2022 | The European Commission presents the ViDA package
| (VAT in the Digital Age): three pillars — Digital Reporting
| Requirements (DRR), platform economy, single registration.
|
2025 | The ECOFIN Council adopts ViDA after calendar adjustments.
| DRR and structured e-invoicing become the EU target for
| reporting intra-community transactions.
|
2030 | DRR horizon: near-real-time digital reporting of intra-EU
| operations via structured EN 16931 invoices. End of the
| "paper invoice" option for these flows.
|
2035 | Expected convergence of domestic e-reporting systems toward
| the common model, for interoperability.
Cyprus: no anticipated domestic B2B mandate.
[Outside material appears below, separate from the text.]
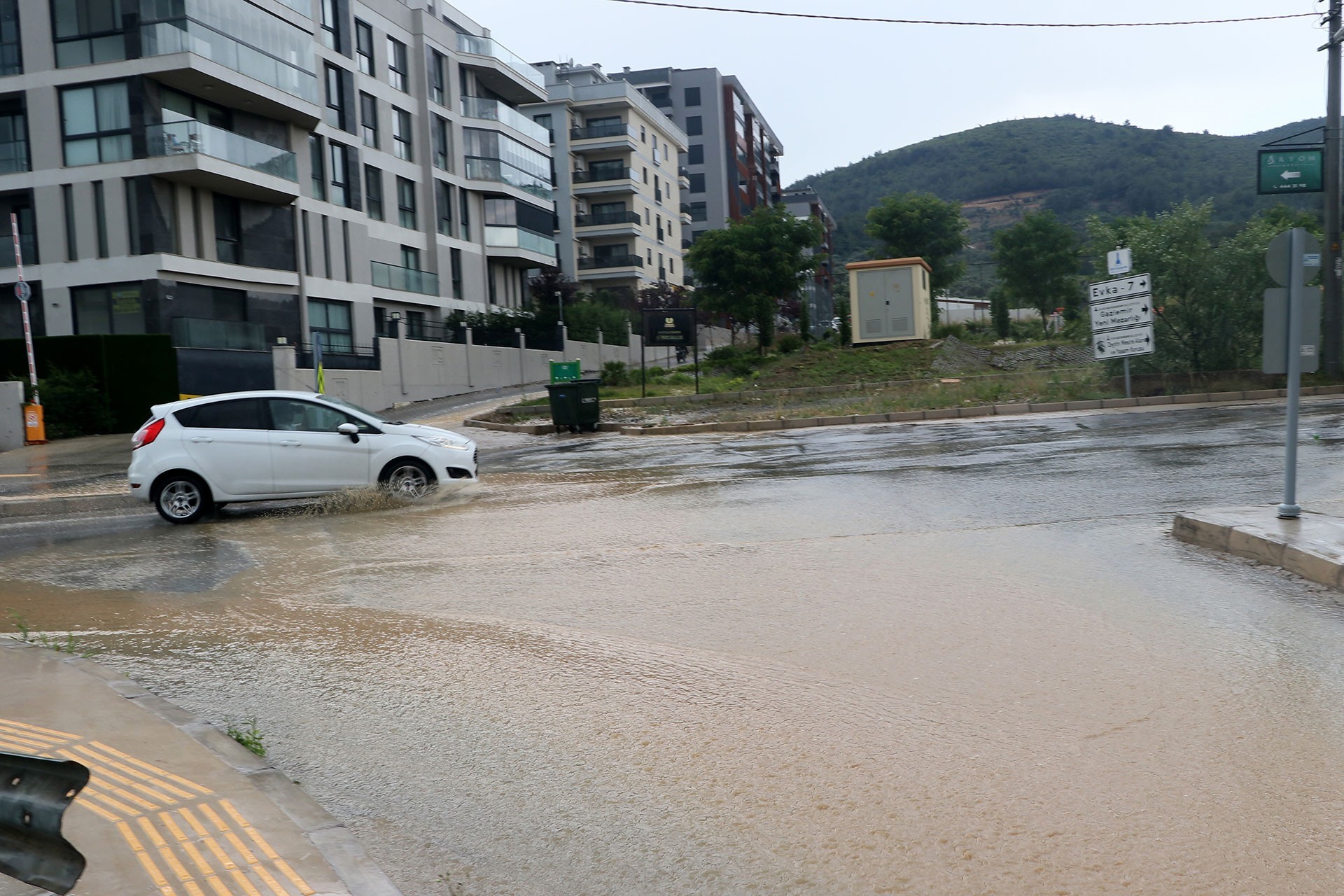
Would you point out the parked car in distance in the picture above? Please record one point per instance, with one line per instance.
(194, 456)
Its trajectory = follow the
EU calendar rather than impose a national reform ahead of time. Governance — Commission, Council, Tax Department
ViDA is an EU text: the Commission proposes, the Council (ECOFIN, by unanimity on tax matters) adopts. Transposition and operational implementation then fall to each member state — for Cyprus, to the Tax Department. In practice, Cyprus will have to extend its reporting systems (today centred on the ΦΠΑ return via TAXISnet and the VIES recapitulative statement) to absorb the DRR requirements.
Schema — DRR and structured e-invoicing
The principle of the DRR is to replace, for intra-EU operations, the periodic aggregate return with a per-transaction data flow, derived directly from the structured invoice. The pivot format is EN 16931 — the same standard already used for Cypriot B2G. For a Cypriot company, the challenge is therefore not learning a new format, but automating issuance and transmission at the required pace.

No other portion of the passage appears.